Visitamos el Puente del Diablo sobre el río Llobregat, uno de los lugares más emblemáticos de Martorell y una parada imprescindible para quienes disfrutan del turismo cultural y los viajes con historia. El puente que vemos hoy es una reconstrucción realizada en el año 1963, fiel al antiguo puente gótico construido en 1295, el cual, a su vez, se levantó sobre una sólida base de origen romano.
Esta mezcla de épocas convierte al Puente del Diablo de Martorell en un auténtico viaje en el tiempo, donde arquitectura romana, medieval y contemporánea se unen en un mismo lugar. Además, su gestión y conservación dependen del Museo Municipal Vicenç Ros, encargado de preservar este valioso patrimonio histórico para las futuras generaciones.

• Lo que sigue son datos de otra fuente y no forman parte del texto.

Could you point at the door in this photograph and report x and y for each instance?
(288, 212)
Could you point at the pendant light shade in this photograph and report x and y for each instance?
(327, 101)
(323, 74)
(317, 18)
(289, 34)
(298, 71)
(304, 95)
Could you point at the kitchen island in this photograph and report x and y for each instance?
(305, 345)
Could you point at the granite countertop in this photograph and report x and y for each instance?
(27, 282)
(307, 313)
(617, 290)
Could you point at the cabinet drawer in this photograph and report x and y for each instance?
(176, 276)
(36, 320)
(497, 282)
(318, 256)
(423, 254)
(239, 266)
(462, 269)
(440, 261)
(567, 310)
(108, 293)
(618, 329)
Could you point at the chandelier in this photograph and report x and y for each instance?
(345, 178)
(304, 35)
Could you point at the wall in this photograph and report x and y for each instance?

Hoy, pasear por el Puente del Diablo sobre el Llobregat no es solo cruzar un río, sino descubrir uno de los monumentos históricos más importantes de Cataluña, ideal para quienes buscan qué ver en Martorell, conocer lugares con encanto y sumergirse en historias y leyendas que han perdurado a lo largo de los siglos.

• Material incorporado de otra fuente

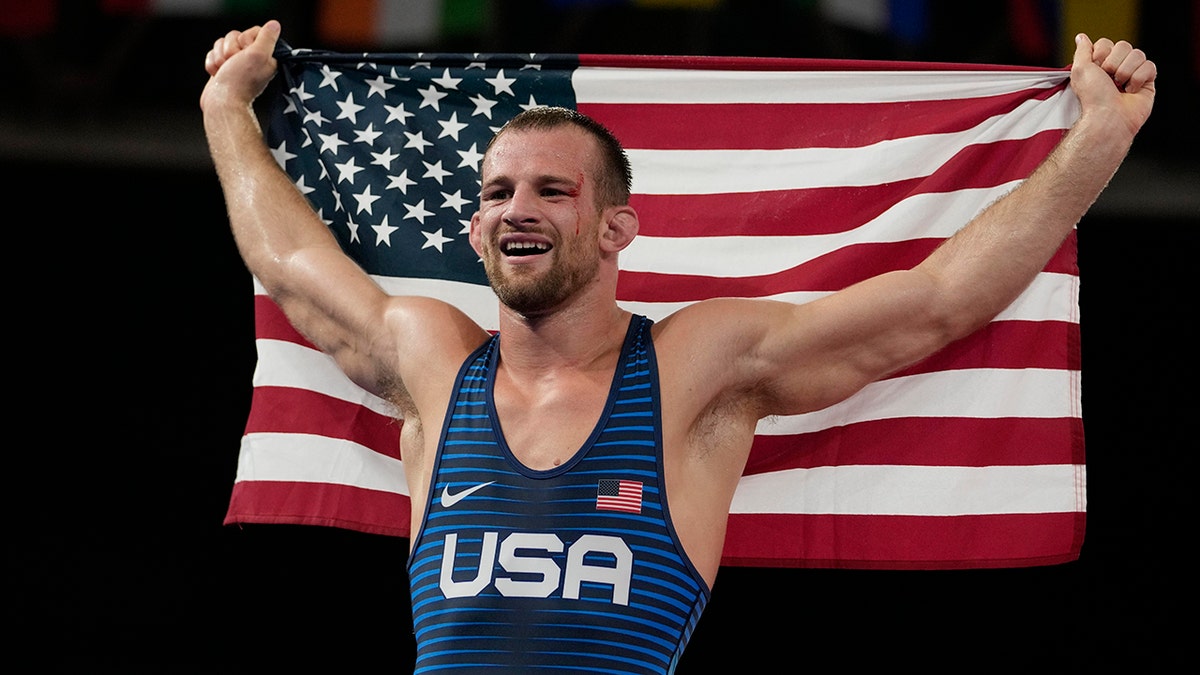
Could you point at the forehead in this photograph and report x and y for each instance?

El puente que podemos admirar hoy es una reconstrucción realizada en 1963, inspirada en el antiguo puente gótico de 1295, el cual se levantó, a su vez, sobre una sólida base de origen romano. Esta superposición de épocas convierte al Pont del Diable en un lugar único, donde cada piedra nos habla del paso del tiempo y de la importancia histórica de este cruce sobre el río Llobregat.

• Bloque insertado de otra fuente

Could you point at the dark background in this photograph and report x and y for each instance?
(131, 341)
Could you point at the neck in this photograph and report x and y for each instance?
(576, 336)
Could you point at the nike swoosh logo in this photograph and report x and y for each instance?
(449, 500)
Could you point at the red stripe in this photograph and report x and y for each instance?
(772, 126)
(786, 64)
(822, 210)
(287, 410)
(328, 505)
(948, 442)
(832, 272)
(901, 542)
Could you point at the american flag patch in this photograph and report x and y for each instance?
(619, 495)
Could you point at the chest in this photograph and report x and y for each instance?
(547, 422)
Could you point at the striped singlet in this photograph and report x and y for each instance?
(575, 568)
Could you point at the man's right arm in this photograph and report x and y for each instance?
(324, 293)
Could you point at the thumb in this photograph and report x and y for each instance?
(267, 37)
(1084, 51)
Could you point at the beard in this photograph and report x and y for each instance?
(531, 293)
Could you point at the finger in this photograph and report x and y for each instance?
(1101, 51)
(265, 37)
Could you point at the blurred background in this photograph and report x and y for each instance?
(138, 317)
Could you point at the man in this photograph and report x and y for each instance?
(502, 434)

Gracias a esta combinación de herencia romana y arquitectura medieval, el Puente del Diablo de Martorell se ha consolidado como uno de esos rincones con encanto que no pueden faltar en una ruta cultural por Cataluña, ideal para viajeros curiosos, amantes de la historia y quienes disfrutan descubriendo lugares con alma.
Durante nuestra visita al Pont del Diable de Martorell descubrimos que este puente ha sido testigo de innumerables acontecimientos a lo largo de más de dos mil años de historia. Su origen se remonta a la época romana, cuando formaba parte de la Vía Augusta, una de las calzadas más importantes del Imperio. El primer puente fue construido alrededor del año 10 a. C., pensado para el paso de carros tirados por bueyes que cruzaban el río Llobregat.De aquel periodo romano todavía se conservan elementos impresionantes, como los estribos del puente, construidos con grandes sillares de piedra. En ellos pueden verse inscripciones de las legiones romanas que participaron en su construcción: la X Gemina, la IV Macedonica y la VI Victrix. También destaca el arco triunfal honorífico situado en el margen izquierdo del río, probablemente del siglo II, que añade aún más valor histórico al conjunto.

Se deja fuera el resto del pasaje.